Texte de Najla Nakhlé-Cerruti, publié aux éditions Actes Sud-Papiers – Préface d’Olivier Py.

Actes Sud-Papiers a publié en juin dernier le texte de Najla Nakhlé-Cerruti sur Le Théâtre palestinien et François Abou Salem, juste remise sous les projecteurs du rôle tenu par cet auteur, acteur, metteur en scène et directeur de la troupe El-Hakawati puis du Théâtre National Palestinien/El-Hakawati, à Jérusalem-Est.

Elle retrace brièvement sa biographie avant d’analyser ce qui a sous-tendu sa démarche de création de la première troupe palestinienne, El-Hakawati. Né en 1951 à Provins, François Gaspar, devenu plus tard Abou Salem, est arrivé en Palestine à l’âge de trois ans, son père, de nationalité hongroise, médecin mais également poète, traducteur et photographe, étant nommé chirurgien des hôpitaux français de Jérusalem et Bethléem. Sa mère est peintre, sculptrice et scénographe. Élevé à Jérusalem-Est, François Abou Salem fait ses études secondaires chez les Jésuites de Beyrouth de 1964 à 1968, revient en France où il passe par l’école du Théâtre national de Strasbourg et le Théâtre du Soleil d’Ariane Mnouchkine, avant de repartir à Jérusalem-Est – que ses parents ont entretemps quitté pour raison d’instabilité politique, contrecoup de la Guerre des Six jours, en juin 1967, et de l’occupation israélienne -. Il commence à y travailler comme comédien et metteur en scène à partir de 1970, au moment où le pays est en pleine dépression et que certains écrivains, comme le grand dramaturge syrien Saadallah Wannous en perdent la parole et l’envie d’écrire. Il devient François Abou Salem, scellant ainsi son destin à celui de son pays d’accueil, la Palestine. Il mettra fin à ses jours en 2011, à Ramallah.

Najla Nakhlé-Cerruti est chercheuse, agrégée d’arabe, chargée de recherche au CNRS et actuellement à l’Institut Français du Proche-Orient où elle dirige l’antenne d’Amman, en Jordanie. Elle a publié en 2022 La Palestine sur scène.

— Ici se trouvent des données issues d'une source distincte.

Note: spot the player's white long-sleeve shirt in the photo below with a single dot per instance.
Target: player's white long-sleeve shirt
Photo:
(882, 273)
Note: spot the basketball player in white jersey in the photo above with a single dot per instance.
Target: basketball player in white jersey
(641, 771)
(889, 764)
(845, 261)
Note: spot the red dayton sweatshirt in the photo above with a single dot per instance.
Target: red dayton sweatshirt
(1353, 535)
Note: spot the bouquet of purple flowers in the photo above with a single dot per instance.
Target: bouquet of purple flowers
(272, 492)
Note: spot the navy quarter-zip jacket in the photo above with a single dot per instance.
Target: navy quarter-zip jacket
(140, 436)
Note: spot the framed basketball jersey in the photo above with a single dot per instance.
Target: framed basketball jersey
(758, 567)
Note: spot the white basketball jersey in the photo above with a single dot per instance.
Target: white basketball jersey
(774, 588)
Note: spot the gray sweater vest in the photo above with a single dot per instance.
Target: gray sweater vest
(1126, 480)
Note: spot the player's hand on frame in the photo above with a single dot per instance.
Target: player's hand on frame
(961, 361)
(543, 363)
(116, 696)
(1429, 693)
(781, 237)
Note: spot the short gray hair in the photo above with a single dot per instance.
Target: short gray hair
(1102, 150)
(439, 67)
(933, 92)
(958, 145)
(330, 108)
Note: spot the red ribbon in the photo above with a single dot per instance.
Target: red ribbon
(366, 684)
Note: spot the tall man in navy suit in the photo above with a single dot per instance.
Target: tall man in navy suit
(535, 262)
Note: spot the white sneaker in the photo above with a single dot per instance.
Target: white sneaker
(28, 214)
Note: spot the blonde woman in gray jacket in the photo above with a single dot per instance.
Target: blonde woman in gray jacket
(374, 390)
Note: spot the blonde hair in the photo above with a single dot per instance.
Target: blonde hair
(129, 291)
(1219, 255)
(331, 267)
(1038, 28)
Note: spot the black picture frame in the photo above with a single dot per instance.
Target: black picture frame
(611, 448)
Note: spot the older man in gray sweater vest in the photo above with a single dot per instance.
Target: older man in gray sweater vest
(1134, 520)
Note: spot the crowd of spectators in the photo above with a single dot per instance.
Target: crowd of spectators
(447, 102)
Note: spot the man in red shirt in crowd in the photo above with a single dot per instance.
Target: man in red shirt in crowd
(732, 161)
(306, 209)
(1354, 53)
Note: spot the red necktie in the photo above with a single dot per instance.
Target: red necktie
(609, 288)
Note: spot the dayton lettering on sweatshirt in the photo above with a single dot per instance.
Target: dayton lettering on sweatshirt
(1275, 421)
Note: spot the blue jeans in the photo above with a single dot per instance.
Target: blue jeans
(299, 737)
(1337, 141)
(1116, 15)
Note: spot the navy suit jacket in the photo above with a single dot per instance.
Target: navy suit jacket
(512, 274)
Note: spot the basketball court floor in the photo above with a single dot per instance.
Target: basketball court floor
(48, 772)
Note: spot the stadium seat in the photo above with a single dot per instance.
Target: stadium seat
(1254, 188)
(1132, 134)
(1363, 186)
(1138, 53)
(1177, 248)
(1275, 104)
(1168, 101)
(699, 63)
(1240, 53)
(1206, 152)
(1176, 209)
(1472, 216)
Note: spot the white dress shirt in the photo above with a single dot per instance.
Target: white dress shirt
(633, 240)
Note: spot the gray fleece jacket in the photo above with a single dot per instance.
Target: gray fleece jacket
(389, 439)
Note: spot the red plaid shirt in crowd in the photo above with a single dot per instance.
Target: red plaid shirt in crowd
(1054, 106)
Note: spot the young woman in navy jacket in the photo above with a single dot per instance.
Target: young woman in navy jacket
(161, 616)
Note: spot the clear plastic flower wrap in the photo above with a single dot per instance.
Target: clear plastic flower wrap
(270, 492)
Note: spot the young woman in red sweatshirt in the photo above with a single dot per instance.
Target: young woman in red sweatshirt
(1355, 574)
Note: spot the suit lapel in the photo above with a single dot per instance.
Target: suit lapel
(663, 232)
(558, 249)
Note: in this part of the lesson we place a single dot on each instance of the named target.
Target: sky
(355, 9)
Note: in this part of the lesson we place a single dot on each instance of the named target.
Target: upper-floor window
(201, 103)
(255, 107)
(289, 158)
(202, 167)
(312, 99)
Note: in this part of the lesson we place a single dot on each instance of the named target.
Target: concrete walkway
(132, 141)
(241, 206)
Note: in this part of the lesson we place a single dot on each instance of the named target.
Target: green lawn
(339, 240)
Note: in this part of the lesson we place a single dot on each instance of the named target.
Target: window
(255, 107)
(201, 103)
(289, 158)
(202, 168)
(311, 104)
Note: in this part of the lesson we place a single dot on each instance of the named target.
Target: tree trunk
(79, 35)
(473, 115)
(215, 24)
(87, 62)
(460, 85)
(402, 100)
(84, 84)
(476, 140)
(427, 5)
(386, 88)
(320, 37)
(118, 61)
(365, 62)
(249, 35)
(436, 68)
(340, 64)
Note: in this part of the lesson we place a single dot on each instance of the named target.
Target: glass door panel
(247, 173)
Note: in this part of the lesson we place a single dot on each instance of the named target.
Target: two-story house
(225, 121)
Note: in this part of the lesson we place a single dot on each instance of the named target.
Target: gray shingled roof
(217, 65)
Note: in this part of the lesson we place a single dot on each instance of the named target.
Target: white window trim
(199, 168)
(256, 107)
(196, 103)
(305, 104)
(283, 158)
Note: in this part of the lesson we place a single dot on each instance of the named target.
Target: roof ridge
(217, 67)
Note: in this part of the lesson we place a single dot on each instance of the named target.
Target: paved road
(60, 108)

Une expérience théâtrale palestinienne de la décennie 2006-2016 et a puisé, pour cette nouvelle recherche, dans les archives de François Abou Salem, précieusement gardées par Amer Khalil au Théâtre national Palestinien/El-Hakawati qu’il dirige, poursuivant le combat pour que le théâtre vive, en Palestine. L’ouvrage est construit en quatre parties, un cahier de photographies est inséré au centre, une carte des lieux évoqués et des repères biographiques se trouvent en final. Olivier Py l’a préfacé. « Le théâtre est la salle d’attente du devenir politique, ce qui ne peut pas être – et pourtant ne saurait mourir – a pour lieu d’existence le théâtre. Il est alors plus nécessaire que tout, il fonde l’avenir, il nie l’impossible, il devient une Espérance. Un homme seul a tenté cela : donner lieu à l’espérance palestinienne par le théâtre », bel hommage rendu à François Abou Salem.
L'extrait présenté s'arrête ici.